While I agree that makes the system indeed a bit more unfair, the hatred systems like these get for this sole reason is imo grandly exaggerated and disproportional. Sure, there will always be those that abuse the system and watch others for points alone. But does that make the system at fault, or human nature? Tell me how different they are from the many watch-me-point-raffle journals that pop up on DeviantArt nowadays and are actually run by humans rather than bots? How many people do watch that person, with close to no interest in the art, for the pure sake of making a chance at that price? Based on my own experience (I had a watcher-related giveaway when I hit 10k once) and considering the rewards at services like dAhub and dATrade are relatively small... I can only guess the amount of fake watchers at point raffles is even higher. Because that's just the way human psychology works.

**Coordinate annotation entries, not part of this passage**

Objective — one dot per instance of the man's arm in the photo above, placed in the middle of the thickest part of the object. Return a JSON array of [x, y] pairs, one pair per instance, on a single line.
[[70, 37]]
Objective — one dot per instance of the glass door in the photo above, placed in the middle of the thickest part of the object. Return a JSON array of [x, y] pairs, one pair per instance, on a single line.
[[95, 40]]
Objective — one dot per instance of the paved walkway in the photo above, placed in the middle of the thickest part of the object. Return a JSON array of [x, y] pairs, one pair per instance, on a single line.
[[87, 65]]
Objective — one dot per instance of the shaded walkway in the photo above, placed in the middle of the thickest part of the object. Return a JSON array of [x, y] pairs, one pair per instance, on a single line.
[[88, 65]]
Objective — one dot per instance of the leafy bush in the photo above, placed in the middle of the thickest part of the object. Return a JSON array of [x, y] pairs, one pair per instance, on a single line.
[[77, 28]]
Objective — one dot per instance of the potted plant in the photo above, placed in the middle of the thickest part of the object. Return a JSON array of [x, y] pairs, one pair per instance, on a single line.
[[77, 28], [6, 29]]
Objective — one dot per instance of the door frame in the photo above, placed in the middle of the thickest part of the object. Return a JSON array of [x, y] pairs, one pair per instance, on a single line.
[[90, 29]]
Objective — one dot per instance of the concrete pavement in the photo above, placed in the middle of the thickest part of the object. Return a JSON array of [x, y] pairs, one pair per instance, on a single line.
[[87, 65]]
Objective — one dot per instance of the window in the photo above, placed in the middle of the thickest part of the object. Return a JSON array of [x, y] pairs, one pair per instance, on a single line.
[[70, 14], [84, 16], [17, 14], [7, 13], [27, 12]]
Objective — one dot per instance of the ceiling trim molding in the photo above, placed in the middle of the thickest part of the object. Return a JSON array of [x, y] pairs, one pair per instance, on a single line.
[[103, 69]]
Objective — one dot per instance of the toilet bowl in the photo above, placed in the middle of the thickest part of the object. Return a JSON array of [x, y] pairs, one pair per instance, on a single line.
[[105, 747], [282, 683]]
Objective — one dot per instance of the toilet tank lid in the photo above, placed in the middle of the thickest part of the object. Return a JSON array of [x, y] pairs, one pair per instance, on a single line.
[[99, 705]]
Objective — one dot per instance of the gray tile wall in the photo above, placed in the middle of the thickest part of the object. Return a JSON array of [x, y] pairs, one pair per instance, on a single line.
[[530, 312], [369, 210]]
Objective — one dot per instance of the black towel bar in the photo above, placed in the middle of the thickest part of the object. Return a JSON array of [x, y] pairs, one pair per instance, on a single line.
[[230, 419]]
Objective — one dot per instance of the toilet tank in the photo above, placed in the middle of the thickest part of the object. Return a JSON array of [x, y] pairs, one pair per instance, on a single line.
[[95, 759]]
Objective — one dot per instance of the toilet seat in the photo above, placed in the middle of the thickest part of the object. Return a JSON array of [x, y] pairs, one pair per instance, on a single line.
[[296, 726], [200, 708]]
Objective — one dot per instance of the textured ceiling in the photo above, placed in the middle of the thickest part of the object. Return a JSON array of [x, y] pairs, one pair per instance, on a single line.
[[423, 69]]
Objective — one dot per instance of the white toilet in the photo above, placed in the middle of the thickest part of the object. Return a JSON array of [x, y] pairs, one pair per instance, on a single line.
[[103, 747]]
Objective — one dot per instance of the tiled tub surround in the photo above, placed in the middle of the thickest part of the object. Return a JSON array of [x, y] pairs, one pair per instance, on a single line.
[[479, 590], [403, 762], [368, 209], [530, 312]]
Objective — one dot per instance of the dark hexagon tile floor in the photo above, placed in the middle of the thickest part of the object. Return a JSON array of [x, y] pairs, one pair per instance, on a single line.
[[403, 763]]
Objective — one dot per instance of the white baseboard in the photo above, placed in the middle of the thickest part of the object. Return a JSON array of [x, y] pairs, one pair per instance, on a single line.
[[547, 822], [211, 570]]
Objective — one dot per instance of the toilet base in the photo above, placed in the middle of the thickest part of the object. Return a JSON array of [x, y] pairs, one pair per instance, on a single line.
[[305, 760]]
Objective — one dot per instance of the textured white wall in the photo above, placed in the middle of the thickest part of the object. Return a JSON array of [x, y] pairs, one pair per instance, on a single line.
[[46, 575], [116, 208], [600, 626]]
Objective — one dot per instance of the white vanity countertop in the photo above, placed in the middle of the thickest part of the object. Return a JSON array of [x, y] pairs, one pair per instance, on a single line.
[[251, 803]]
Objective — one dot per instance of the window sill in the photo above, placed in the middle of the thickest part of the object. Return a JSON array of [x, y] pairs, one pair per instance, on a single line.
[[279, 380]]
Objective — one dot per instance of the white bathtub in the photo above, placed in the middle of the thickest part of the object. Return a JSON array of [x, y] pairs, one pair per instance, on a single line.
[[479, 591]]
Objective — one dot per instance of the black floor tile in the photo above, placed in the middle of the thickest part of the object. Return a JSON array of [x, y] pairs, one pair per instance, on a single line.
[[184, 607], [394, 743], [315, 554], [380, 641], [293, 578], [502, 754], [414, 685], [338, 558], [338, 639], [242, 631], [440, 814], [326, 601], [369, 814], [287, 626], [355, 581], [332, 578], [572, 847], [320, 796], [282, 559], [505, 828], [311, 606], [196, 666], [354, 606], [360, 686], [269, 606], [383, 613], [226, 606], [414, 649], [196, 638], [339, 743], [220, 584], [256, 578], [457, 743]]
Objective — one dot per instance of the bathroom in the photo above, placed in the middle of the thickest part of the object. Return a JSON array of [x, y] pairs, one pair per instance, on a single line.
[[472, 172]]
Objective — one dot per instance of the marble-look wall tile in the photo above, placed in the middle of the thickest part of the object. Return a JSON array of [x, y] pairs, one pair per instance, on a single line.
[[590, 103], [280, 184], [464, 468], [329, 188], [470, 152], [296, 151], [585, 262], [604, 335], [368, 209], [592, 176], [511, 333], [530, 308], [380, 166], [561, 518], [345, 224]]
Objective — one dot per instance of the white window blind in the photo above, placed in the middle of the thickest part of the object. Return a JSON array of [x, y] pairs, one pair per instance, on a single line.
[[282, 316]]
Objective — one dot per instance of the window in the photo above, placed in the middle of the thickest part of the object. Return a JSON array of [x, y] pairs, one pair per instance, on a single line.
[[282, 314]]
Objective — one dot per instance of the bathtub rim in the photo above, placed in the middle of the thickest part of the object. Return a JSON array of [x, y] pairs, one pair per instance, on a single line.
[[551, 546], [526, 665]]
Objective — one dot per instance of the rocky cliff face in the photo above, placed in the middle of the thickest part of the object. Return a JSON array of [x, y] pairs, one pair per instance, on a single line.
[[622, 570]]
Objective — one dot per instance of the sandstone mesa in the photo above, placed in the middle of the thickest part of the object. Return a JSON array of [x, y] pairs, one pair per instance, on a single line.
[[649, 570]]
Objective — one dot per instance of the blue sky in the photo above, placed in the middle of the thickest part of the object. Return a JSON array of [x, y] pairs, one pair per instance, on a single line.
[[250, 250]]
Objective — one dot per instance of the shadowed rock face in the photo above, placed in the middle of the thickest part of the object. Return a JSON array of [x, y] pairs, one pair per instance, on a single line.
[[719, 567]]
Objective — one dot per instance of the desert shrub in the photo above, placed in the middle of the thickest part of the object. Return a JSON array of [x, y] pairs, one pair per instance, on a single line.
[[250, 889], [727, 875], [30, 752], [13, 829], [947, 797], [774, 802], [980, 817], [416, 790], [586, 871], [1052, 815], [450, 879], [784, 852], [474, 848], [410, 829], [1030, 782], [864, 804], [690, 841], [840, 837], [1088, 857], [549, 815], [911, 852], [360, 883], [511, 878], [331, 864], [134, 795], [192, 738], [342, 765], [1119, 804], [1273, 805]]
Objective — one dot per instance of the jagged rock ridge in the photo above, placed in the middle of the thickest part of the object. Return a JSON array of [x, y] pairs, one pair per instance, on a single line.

Or to hit even closer to home... How often have you liked a page on Facebook, or re-tweeted something, not because you were an avid fan of the brand, but just because you wanted to win that awesome price? It might be interesting to know there are no legal rules concerning those giveaways, though. They don't even have to give away the price. Just keep that in mind the next time you mindlessly give away your name and e-mail address to a random company.
I personally use dAhub as a portal, rather than as a means to advertisement. Considering it costs points to put your avatar on display there, you're very likely to encounter interesting and active DeviantArt users there. After all; why would one spend points (money) on his account if he didn't had the means to be at least a bit serious with it? I've met some of the most amazing people I watch there. But I'm honest enough to admit that even if I see you there but I don't like your art or the journals you write, I don't watch you either.
The point that I wanted to make with this story is not that it's okay to those services.
After all, marketing is something very personal and not every approach will fit every person. It's entirely up to you what means you want to use to either market, or not market your page. But I'm sick of every means of marketing being condemned as pure evil in the art world. Especially in a world where art prices have fallen to a bare minimum because nobody has a clue how to market himself, and people lack the confidence to properly price their work.
10 years of being in the web industry have taught me that the internet is becoming more and more of a crowded place. Just having a website isn't enough anymore. Not by far. Pay-per-click advertisement is, despite the negative stigma, actually one of the cleanest forms of advertisements. As much in-your-face as it is, it's at least honest and straight forward. And believe me; I've been around there long enough to learn about the real nasty tricks some company's have performed over the years.
It's totally okay to admit it's not your style, doesn't fit your "image" as an artist, or perhaps you're just too shy or too inexperienced to put yourself out in the open. But don't condemn others for doing it. The internet is a crowded place and the amount of people battling for your attention is immense. You might not need the attention, but some people do need it in order to sell their work and pay their bills. Advertisement has become the number 1 way the internet works nowadays. Entire industry's are build on it, and it's one of the main reasons the web has become so huge. And love it or hate it... but it's also the reason why you can see cat video's on YouTube. Because without the whole commercialization and the huge amount money involved with that, we would still be in 1995 and have really ugly websites.